Page MenuHomePhabricator

(Need By:TBD) rack/setup/install rows C and D new PDUs
Closed, ResolvedPublic

Description

This task will track the racking, setup, and OS installation of 16 new PDU sets ordered via T249542 for installation into the racks in rows C and D. These will replace the existing PDUs and require direct coordination and scheduling by the eqiad dc opsen for work in each rack.

Hostname / Racking / Installation Details

Each rack will need to have its actual services listed, and each service then considered for depool/migration of masters/etc to mitigate any issues during the PDU replacement.

Due to the overall complexity of each rack, robh suggests that either @Jclark-ctr or @Cmjohnson handle population/management/scheduling of each rack as a sub-task off of this rack.
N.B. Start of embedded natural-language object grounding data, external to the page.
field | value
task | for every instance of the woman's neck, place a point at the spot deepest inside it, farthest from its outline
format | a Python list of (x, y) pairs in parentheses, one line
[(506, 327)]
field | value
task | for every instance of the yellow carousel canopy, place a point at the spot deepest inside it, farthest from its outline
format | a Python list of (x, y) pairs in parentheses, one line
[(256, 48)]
Template for use below in the 'per host setup checklist' but please copy that into a sub-task for each rack.

Schedule

updated schedule below:

Per host setup checklist

PDU upgrades are very complex. This outline/template of checklist items may require further refinement by the @ops-eqiad folks (as robh is populating the initial list and may not cover all steps, please review!)

<hostname#1>:

  • - receive in new PDUs on T249542
  • - create a sub-task off of T253694 to list all these steps for each rack
  • - apply asset tags to each tower (both primary and link towers) as well has hostname labels.
  • - add new PDUs into netbox with the name prepend new- for initial netbox entry (once the old PDUs are removed and have their hostnames set to their asset tags, each PDU can be updated to remove the 'new-' prepend off the netbox hostname. example: 'new-ps1-c1-eqiad', 'new-ps2-c1-eqiad'.
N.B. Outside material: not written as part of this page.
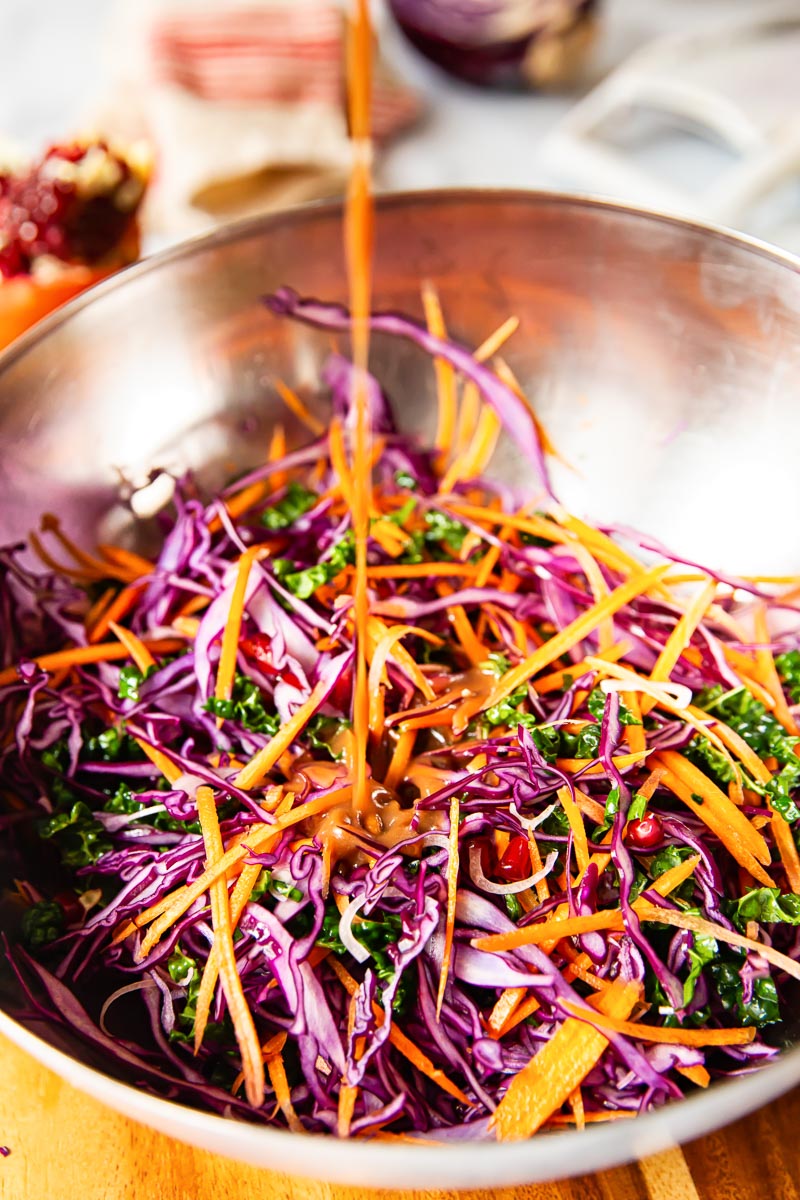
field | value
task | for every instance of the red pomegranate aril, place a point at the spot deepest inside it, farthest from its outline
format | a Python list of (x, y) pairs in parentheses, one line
[(487, 857), (515, 864), (259, 648), (644, 833), (72, 907)]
The new PDUs will be mounted with one PDU per cabinet side. Also included are new offset PDU brackets. These brackets should be installed so it pushes the PDU further towards the center of the rack (to avoid the horizontal adjustment bar for the vertical rails.) Due to this, it is suggested that the 'link' pdu be installed first, leaving the 'primary' pdu for after (as these are often combined pdu towers being replaced.) This may change at the discretion of the on-sites after review.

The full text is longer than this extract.